Rust Assembly Analyzer
Rust コンパイラ(LLVM)による最適化の挙動を、アセンブリレベルで正確に調査するためのガイド。
1. 調査用コードの作成原則
正確な比較を行うために、以下の 3 点を遵守する。
1.1. 定数畳み込みの回避 (black_box)
入力値がコンパイル時に定数として認識されると、コンパイラが計算結果を事前に算出してしまい、調査したいアルゴリズムのコードが消失する場合がある。これを防ぐために core::hint::black_box を使用する。
use core::hint::black_box;
fn main() {
// 入力を black_box で包むことで、実行時まで値が不明であるとコンパイラに思わせる
let n = black_box(12345);
let res = test_target(n);
black_box(res); // 結果も black_box に入れることで、計算自体が削除されるのを防ぐ
}
1.2. インライン展開の抑制 (#[inline(never)])
調査対象の関数が呼び出し側にインライン展開されると、アセンブリ内で関数の境界が不明瞭になり、解析が困難になる。特定の関数を単独で調べたい場合は #[inline(never)] を付与する。
#[inline(never)]
pub fn test_target(n: i64) -> i64 {
// 調査したいロジック
n * 2
}
1.3. シンボル名の固定 (#[unsafe(no_mangle)])
Rust のマングリング(名前修飾)により、アセンブリ内のラベルが複雑になるのを防ぐ。
※ unsafe 属性が必要な点に注意。
#[unsafe(no_mangle)]
pub fn test_target(n: i64) -> i64 { ... }
2. アセンブリの出力と抽出
2.1. コンパイルコマンド
リリースビルドでアセンブリを出力する。
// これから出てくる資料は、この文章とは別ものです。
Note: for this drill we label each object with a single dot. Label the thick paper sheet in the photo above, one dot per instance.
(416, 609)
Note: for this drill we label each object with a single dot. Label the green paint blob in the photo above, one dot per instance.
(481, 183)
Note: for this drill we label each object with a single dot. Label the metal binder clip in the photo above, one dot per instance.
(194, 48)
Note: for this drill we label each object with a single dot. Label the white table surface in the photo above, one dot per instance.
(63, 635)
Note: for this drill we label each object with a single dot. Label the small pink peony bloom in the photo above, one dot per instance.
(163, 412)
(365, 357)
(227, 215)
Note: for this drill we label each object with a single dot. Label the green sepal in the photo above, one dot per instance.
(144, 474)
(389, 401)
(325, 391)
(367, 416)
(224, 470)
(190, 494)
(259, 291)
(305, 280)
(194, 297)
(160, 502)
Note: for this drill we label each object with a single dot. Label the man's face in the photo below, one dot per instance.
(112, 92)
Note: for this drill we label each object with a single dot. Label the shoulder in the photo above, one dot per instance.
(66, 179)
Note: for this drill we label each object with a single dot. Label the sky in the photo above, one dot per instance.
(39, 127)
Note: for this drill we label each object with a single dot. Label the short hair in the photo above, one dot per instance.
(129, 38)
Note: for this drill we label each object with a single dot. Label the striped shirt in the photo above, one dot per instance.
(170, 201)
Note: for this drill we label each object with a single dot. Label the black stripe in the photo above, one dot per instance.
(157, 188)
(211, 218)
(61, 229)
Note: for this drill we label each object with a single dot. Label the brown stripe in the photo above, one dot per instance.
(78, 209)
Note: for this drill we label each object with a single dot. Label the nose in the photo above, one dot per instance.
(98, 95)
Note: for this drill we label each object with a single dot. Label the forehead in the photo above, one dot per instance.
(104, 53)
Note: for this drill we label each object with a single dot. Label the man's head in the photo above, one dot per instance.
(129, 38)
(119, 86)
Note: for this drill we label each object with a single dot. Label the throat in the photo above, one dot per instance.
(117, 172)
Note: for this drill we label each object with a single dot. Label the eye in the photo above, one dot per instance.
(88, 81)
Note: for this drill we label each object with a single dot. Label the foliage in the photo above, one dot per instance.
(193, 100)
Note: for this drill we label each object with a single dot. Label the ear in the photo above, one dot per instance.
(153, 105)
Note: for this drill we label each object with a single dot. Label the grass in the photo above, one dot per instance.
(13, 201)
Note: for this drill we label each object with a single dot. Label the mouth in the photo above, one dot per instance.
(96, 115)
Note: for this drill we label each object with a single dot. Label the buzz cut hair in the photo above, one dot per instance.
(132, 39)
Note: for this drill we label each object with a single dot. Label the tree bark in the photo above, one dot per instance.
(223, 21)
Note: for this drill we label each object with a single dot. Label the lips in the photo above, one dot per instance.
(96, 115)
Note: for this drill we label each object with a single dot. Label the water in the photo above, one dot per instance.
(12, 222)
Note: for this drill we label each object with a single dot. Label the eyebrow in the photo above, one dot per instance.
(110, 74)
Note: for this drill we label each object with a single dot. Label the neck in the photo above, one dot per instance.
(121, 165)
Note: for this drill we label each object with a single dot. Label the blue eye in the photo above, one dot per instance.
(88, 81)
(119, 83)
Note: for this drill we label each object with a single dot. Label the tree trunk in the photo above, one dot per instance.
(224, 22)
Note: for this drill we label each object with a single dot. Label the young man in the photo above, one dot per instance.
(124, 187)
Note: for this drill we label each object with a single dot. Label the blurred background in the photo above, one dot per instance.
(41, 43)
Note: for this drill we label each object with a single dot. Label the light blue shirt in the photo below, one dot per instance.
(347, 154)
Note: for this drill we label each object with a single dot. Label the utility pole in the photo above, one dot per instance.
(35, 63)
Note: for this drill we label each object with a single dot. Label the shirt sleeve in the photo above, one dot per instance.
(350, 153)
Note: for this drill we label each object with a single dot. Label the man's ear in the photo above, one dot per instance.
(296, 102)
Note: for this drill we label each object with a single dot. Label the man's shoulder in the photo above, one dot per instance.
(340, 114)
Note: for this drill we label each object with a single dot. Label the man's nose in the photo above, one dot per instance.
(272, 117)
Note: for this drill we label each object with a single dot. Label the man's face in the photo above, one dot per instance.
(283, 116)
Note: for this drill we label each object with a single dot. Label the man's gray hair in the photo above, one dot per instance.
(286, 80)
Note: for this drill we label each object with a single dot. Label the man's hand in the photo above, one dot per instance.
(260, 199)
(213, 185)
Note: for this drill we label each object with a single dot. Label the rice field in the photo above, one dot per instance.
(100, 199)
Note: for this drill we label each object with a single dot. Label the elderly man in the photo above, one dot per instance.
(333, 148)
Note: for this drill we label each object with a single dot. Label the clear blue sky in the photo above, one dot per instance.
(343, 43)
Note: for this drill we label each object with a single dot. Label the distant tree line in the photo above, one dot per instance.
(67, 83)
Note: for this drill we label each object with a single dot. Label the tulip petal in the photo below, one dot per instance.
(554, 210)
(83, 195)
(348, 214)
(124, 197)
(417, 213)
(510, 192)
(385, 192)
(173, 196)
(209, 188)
ターゲットがバイナリ (--bin) か例 (--example) かに応じて使い分ける。
# バイナリの場合
cargo rustc --release --bin <bin_name> -- --emit asm
# 特定のパッケージのバイナリの場合
cargo rustc -p <pkg_name> --release --bin <bin_name> -- --emit asm
2.2. ファイルの特定
出力された .s ファイルは通常 target/release/deps/<bin_name>-<hash>.s に配置される。最新のファイルを探すのが確実である。
# 最新のアセンブリファイルを探してコピーする例
find target/release/deps -name "<bin_name>-*.s" -exec ls -t {} + | head -n 1
2.3. 関数の抽出
grep 等を用いて、目的の関数ラベルから次のラベル(または .cfi_endproc)までを読み取る。
# ラベルから 100 行表示する例
grep -A 100 "test_target:" <asm_file>.s
3. 構成例(行列演算の調査)
// src/example/matrix_test.rs
use core::hint::black_box;
#[path = "../mylib/math/matrix4.rs"]
mod matrix4;
use matrix4::matrix44::Matrix44;
#[inline(never)]
#[unsafe(no_mangle)]
fn add_mat(m1: &Matrix44<i64>, m2: &Matrix44<i64>) -> Matrix44<i64> {
*m1 + *m2
}
#[inline(never)]
#[unsafe(no_mangle)]
fn mul_mat(m1: &Matrix44<i64>, m2: &Matrix44<i64>) -> Matrix44<i64> {
*m1 * *m2
}
fn main() {
let m1: Matrix44<i64> = black_box(Matrix44::from_array([
[1, 2, 3, 4],
[5, 6, 7, 8],
[9, 10, 11, 12],
[13, 14, 15, 16],
]));
let m2 = black_box(Matrix44::from_array([
[16, 15, 14, 13],
[12, 11, 10, 9],
[8, 7, 6, 5],
[4, 3, 2, 1],
]));
black_box(add_mat(&m1, &m2));
black_box(mul_mat(&m1, &m2));
}
4. 競技プログラミングにおける最適化の性質
4.1. クレート境界の消失とインライン化
通常のライブラリ開発では、ライブラリと呼び出し側が別クレートに分かれているため、LTO (Link Time Optimization) が無効な環境ではクレート境界を越えたインライン展開や定数伝播が阻害される。
しかし、競技プログラミングでは自作ライブラリのスニペットを提出コードに直接コピペすることが一般的である。これにより、以下の強力な最適化が期待できる。
- 強力なインライン展開: 全てのコードが同一クレート(同一ファイル)内に存在するため、コンパイラは関数やイテレータの境界を越えて最適化を行うことができる。
- 実行時変数の定数化: ライブラリ関数が引数(変数)として受け取る値であっても、呼び出し側で定数(例:
10)を渡していれば、インライン展開によって関数内部の演算が「定数除算の乗算置換」などの高度な最適化対象となる。
したがって、アセンブリを調査する際は「別クレートからの呼び出し」ではなく、**「同一ファイル内にライブラリを展開した状態(スニペット形式)」**で検証することが、実際の提出コードの挙動を最も正確に反映する。